I was horrified that teachers said LLMs could "improve their lesson plans" but I looked at the results. It was OK.
So I tried it a math lesson.
LMAO. It's so bad at math.
One thing to say "this letter game could also have this other game as an alternate" for a math problem doesn't work.
-
@dpnash Yes, I agree. GenAI can never give answers: it can only suggest questions to ask or things to investigate.
That can be useful, but it requires awareness and technical knowledge to understand the distinction, which is why I don't think genAI was ready for a broad public release.
But would I be OK with a doctor using genAI on an anonymised version of my lifetime medical records to spot possible missed patterns? Yes, I think so.
@david_megginson @dpnash @mzedp @necedema @Wyatt_H_Knott @futurebird @grammargirl I would definitely not be okay with a physician using generative AI to summarize medical records and/or to look for patterns. There would be no way to know if the output would be in any way accurate. Unless the doctor reviewed every piece of information that went into the AI. Which is no different than the doctor reviewing the records without AI.
-
@david_megginson @dpnash @mzedp @necedema @Wyatt_H_Knott @futurebird @grammargirl I would definitely not be okay with a physician using generative AI to summarize medical records and/or to look for patterns. There would be no way to know if the output would be in any way accurate. Unless the doctor reviewed every piece of information that went into the AI. Which is no different than the doctor reviewing the records without AI.

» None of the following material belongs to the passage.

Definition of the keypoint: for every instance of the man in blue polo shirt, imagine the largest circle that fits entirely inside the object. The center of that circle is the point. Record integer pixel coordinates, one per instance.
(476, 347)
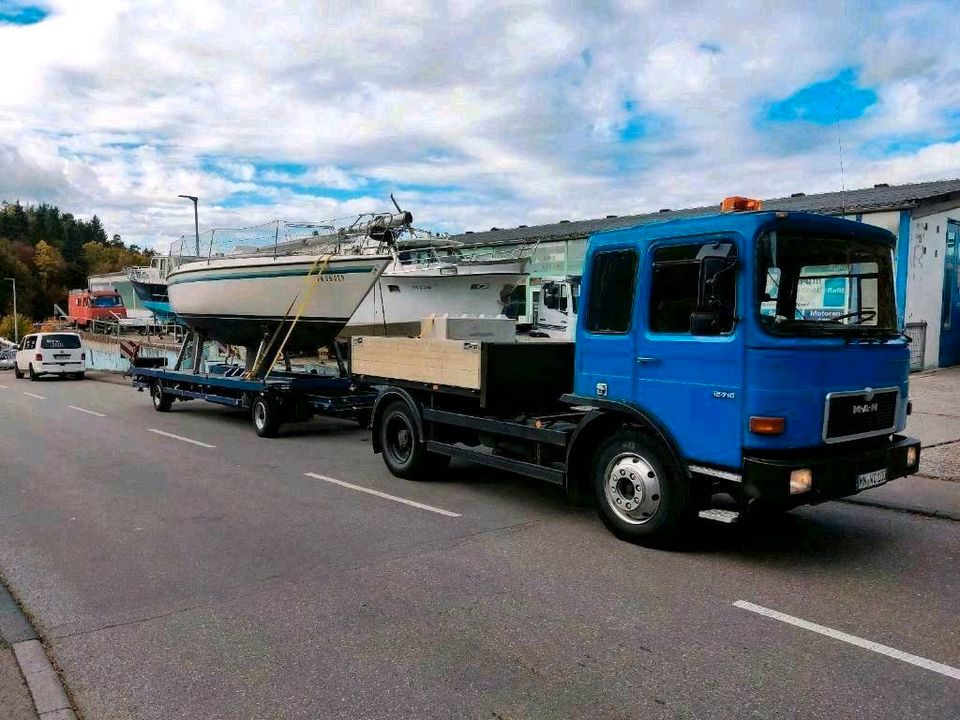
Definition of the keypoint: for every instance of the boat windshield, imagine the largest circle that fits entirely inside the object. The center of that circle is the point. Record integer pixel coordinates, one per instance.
(819, 285)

@david_megginson @dpnash @mzedp @necedema @Wyatt_H_Knott @futurebird @grammargirl I say this as a retired physical therapist who worked with complex patient for decades. They routinely came to me with years of medical records I had to review & synthesize. And there are nuances to narrative records that I would pick up because of my long experience that I seriously doubt any algorithm could.
-
@david_megginson @dpnash @mzedp @necedema @Wyatt_H_Knott @futurebird @grammargirl I would definitely not be okay with a physician using generative AI to summarize medical records and/or to look for patterns. There would be no way to know if the output would be in any way accurate. Unless the doctor reviewed every piece of information that went into the AI. Which is no different than the doctor reviewing the records without AI.
@LJ @david_megginson @dpnash @mzedp @necedema @Wyatt_H_Knott @grammargirl
Doctors already apply stereotypes enough as it is. I don't want a stereotyping machine. And I feel like that's what the current LLMs would do. For example, as a Black woman who lives in the South Bronx doctors make a whole raft of assumptions about me. Some correct, some based on "statistics" and some just bogus.
They have a general idea of what I might need often wrong in harmful ways.
LLMs regress to the mean.
-
@david_megginson @dpnash @mzedp @necedema @Wyatt_H_Knott @futurebird @grammargirl I say this as a retired physical therapist who worked with complex patient for decades. They routinely came to me with years of medical records I had to review & synthesize. And there are nuances to narrative records that I would pick up because of my long experience that I seriously doubt any algorithm could.
@LJ @david_megginson @dpnash @mzedp @necedema @Wyatt_H_Knott @grammargirl
Or even better, maybe you look at a set of records, as I often have for my students and I DON'T know what I'm seeing. I can't say "this student is struggling because of X and needs Y they don't fit any pattern. Details don't work. LLMS kind of smooth that over and just shoehorn an answer that sounds good.
And some people do that too, but I don't like it.
Just say "I don't know really. Never seen this before."